First, in the email Sony states that "between April 17 and April 19, 2011, certain PlayStation Network and Qriocity service user account information was compromised." Well, I'm glad they could pinpoint it to within a 3 day period. Essentially, right at the front of the email what that says to me is "we really have almost no idea what happened or when it happened. We essentially have been monitoring nothing, and if the attackers had wished to remain under the radar they probably could have." Kudos Sony.
Second, the email says that "[w]hen the PlayStation Network and Qriocity services are fully restored, we strongly recommend that you log on and change your password." Ummmm, what? Why wouldn't you reset them before restoring service, and email a link to create a new password in some secure manner? This really baffles me. I mean you have confirmed that the hackers took the usernames and passwords for the PSN accounts for the millions of people on there. If I was the hacker, and I just wanted to really mess with you, I would have that database queued up and ready to churn through the following algorithm as soon as you brought PSN back up:
- Log into account with existing username/password.

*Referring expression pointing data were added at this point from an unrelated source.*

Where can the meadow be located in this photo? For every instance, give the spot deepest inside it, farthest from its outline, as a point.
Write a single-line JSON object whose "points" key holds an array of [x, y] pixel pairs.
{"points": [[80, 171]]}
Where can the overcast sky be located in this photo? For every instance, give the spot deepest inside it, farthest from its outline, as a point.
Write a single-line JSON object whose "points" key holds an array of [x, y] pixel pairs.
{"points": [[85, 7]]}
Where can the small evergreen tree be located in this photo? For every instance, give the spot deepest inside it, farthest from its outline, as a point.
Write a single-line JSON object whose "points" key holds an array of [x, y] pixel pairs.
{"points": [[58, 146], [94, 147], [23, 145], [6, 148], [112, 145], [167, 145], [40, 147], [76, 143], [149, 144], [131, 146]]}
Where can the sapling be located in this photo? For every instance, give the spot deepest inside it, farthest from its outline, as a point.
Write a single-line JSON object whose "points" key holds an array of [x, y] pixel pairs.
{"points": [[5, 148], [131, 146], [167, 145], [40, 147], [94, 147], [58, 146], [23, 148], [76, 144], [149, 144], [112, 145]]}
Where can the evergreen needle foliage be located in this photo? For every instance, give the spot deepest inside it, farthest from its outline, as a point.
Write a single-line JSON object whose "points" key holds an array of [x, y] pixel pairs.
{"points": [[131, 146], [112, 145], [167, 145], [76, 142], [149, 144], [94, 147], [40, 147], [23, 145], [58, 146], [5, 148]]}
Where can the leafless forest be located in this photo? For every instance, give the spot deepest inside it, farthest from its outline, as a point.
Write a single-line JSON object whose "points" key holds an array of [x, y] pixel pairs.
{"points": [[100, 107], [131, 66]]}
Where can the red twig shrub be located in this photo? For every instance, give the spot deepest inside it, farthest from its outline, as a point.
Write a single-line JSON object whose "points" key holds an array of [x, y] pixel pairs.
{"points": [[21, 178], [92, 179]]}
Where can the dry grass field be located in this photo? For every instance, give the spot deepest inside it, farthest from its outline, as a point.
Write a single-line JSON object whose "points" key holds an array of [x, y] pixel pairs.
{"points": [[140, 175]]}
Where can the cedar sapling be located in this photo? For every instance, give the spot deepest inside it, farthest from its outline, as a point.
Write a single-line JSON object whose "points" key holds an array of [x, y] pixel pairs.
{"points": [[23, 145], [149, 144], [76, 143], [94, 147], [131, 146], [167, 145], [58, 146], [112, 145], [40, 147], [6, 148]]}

- Edit account and reset password to randomly generated string.
- Watch Sony flounder for another week.
I mean I don't know. Maybe it's just me, but that seems like something it would take about 30 minutes to script and set up across a distributed network of computers. I would definitely get a personal kick out of letting you make the big "We're back up!!!" announcement and then pulling the rug out from under you again just to make you look stupid. Also, the beauty is the attacker would only need to hit a large number of accounts, not all of them. Since Sony would have no way to tell which were legitimately and illegitimately reset, they would have to follow up by resetting all of them.
I'm really starting to not buy the claim that Sony hired an outside security firm to help with the disaster cleanup here. It seems inevitable that the fail will continue to come in waves on this story.